10 Ways to Fight Hate


And we begin with
Breaking News from Charlottesville, Virginia where
two people have been injured in an altercation with
protestors who are out in force over the planned removal
of a Confederate statue … One year ago, we witnessed
an American tragedy. A rally motivated by hate
ended in violence and the death of my
daughter, Heather. Neo-Nazis, white
supremacists and bigots marched through the
city of Charlottesville. Standing up against hate
isn’t easy — but, now more than ever,
it’s necessary. Here are ten ways
you can fight hate. 1. Act.
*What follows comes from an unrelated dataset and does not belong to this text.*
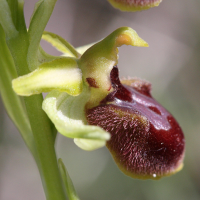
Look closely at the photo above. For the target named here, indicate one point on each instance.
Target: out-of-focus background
(171, 63)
Do something. Take action
in the face of hatred; apathy is not an option. 2. Join Forces. Reach out to allies from
faith communities, schools, clubs,
and other civic groups. Create a diverse coalition. Gather ideas from everyone,
and get everyone involved. 3. Support the Victims. Victims of hate crimes
often feel alone and afraid. Surround victims
with comfort and protection. Small acts of kindness — a phone call, a letter —
can help. 4. Speak Up. Hate must be exposed
and denounced. Speak up in ways that draw
attention away from hate and toward unity. 5. Educate Yourself. Get informed. Armed with a computer,
email, and a website the reach of even small
hate groups can be immense. Know who they are and what
false messages they spread. 6. Create an Alternative. Do not attend hate rallies. Hold a separate
unity rally or parade to draw media attention
away from hate. 7. Pressure Leaders. Make sure your elected officials
and other community leaders know that you will not stand
for hate in your community. Ask them to take a public stand. 8. Stay Engaged. Promote acceptance
and address bias before another
hate crime occurs. Expand your comfort zone
by reaching out to people outside
your own groups. 9. Teach Acceptance. Bias is learned early,
and often at home. By age 3, children can be
aware of racial differences. By age 12,
they can hold stereotypes. Teach tolerance early and often. 10. Dig Deeper. We all grow up with prejudices. Acknowledging them —
and working through them — can be a scary
and difficult process. Look inside yourself
for biases and commit to disrupting hate. Standing up
against hate isn’t easy — but, now more than ever,
it’s necessary. Apathy is not an option.